Report by U.S.-based watchdog scores Islamabad 26 out of 100 over obstacles to access, limits on content and violation of user rights
A U.S.-based watchdog this week slammed Pakistan for declining internet freedom in 2019, the ninth consecutive year that it has found the country lagging in rights of internet users.
The Freedom House on Tuesday released its annual Freedom on the Net report, ‘The Crisis of Social Media,’ covering the period between June 2018 and May 2019. In the report, authors Adrian Shahbaz and Allie Funk noted that digital authoritarianism was on the rise globally and the unregulated space of social media was being used to spread disinformation and exercise “societal control.”
The report, which assessed 65 countries, scored Pakistan’s internet freedom 26 out of 100, with any scoring between 0 and 39 deemed ‘not free.’ It scored Pakistan 5 out of 25 for obstacles to access; 14 out of 35 for limits on content; and 7 out of 40 for violations of user rights. By contrast, India scored 55, earning a score of ‘partly free.’ Out of the 65 countries ranked, which Freedom House notes accounts for 87 percent of global internet users, Pakistan ranked 9 in terms of internet freedom, with its scores tied with Egypt and Uzbekistan.
China was declared the worst offender, scoring a mere 10 points overall.
According to the report, the state’s increasing curbs on political, social, and cultural websites affected Pakistan’s scoring. It specifically pointed to the 2018 general elections, as resulting in greater connectivity restrictions and increased disinformation. It also noted that authorities were targeting critical journalists with greater impunity and social media users were being punished for posting allegedly blasphemous content online, with some even facing death sentences.
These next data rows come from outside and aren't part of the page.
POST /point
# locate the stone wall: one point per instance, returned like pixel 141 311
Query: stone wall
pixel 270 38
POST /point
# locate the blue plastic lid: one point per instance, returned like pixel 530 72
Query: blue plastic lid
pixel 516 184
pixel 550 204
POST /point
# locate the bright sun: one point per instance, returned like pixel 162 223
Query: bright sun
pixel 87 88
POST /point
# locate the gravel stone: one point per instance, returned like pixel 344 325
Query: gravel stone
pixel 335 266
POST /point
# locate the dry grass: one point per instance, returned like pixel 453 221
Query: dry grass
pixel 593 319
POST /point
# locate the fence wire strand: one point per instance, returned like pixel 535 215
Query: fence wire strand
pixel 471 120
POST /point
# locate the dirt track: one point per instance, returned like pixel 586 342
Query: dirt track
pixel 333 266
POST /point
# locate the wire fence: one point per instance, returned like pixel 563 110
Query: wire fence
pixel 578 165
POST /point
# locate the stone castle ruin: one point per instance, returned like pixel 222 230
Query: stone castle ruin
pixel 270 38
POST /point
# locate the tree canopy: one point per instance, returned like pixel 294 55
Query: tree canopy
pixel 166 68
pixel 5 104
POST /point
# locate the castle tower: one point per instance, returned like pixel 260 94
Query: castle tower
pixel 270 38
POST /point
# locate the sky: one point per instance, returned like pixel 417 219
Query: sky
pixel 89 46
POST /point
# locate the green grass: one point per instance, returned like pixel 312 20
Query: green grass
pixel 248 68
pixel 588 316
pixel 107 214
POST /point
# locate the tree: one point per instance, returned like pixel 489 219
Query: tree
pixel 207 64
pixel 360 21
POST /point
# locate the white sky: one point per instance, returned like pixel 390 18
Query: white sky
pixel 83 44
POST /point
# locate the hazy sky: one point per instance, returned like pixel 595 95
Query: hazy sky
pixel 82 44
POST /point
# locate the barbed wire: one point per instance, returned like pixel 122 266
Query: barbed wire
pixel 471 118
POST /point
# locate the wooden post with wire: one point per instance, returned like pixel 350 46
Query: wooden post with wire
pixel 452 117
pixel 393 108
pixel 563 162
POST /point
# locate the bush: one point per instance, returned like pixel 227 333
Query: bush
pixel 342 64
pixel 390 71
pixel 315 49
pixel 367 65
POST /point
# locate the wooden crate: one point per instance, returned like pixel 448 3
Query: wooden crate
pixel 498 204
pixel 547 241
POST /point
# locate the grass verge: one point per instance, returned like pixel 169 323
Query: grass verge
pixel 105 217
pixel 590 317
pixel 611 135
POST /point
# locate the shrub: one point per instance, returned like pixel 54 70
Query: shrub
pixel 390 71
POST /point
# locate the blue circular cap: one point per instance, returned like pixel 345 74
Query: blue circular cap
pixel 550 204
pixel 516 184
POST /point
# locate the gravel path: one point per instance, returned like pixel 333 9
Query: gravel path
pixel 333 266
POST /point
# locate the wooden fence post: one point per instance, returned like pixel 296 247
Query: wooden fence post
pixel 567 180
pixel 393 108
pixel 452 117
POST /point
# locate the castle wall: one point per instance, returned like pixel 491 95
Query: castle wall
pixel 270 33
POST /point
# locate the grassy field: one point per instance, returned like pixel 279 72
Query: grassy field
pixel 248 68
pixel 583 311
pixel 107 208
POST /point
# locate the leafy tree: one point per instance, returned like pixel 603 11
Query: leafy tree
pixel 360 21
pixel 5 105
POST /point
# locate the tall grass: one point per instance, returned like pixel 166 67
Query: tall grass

“Many governments are finding that on social media, propaganda works better than censorship,” said Mike Abramowitz, president of Freedom House. “Authoritarians and populists around the globe are exploiting both human nature and computer algorithms to conquer the ballot box, running roughshod over rules designed to ensure free and fair elections.”
The report’s findings on Pakistan note that there are currently 67 million broadband internet connections in Pakistan, an increase of 10 million in a year. It said that underdeveloped infrastructure limits internet penetration rates in rural areas but mobile internet access is increasing to make up for the shortcomings. It also slammed authorities’ disabling of the internet during times of perceived unrest and ongoing denial of service in marginalized and restive areas.
According to Freedom House, Pakistan often blocks “political, religious, and social content critical of Islam or the military, sites that host pornography or nudity, and sites related to or offering circumvention and privacy tools.” It said that records from the Pakistan Telecommunications Authority had found at least 831,000 sites were blocked, including some 770,000 for pornographic content alone, 34,700 for blasphemy, and at least 11,500 for anti-state, anti-judiciary, or sectarian or hateful content. The PTA, it said, “routinely restricts content in a nontransparent and arbitrary fashion.”
It also slammed the ongoing censorship of political dissent movements, especially in Balochistan and Sindh provinces and observed that most online writers and commentators exercised a degree of self-censorship to avoid scrutiny by the state.
The report took special notice of the Prevention of Electronic Crimes Act, noting it and similar laws restrict users’ rights. Government surveillance and social media monitoring were of key concern during the past year, it said, was the continued lack of a data protection law. Users continue to face intimidation, blackmail, and at times violence, in response to online activity.
Overall, Freedom House found 33 of the 65 countries assessed in its report had witnessed deterioration of internet freedoms in the past year. “The future of internet freedom rests on our ability to fix social media,” said co-author Shahbaz. “Since these are mainly American platforms, the United States must be a leader in promoting transparency and accountability in the digital age. This is the only way to stop the internet from becoming a Trojan horse for tyranny and oppression.”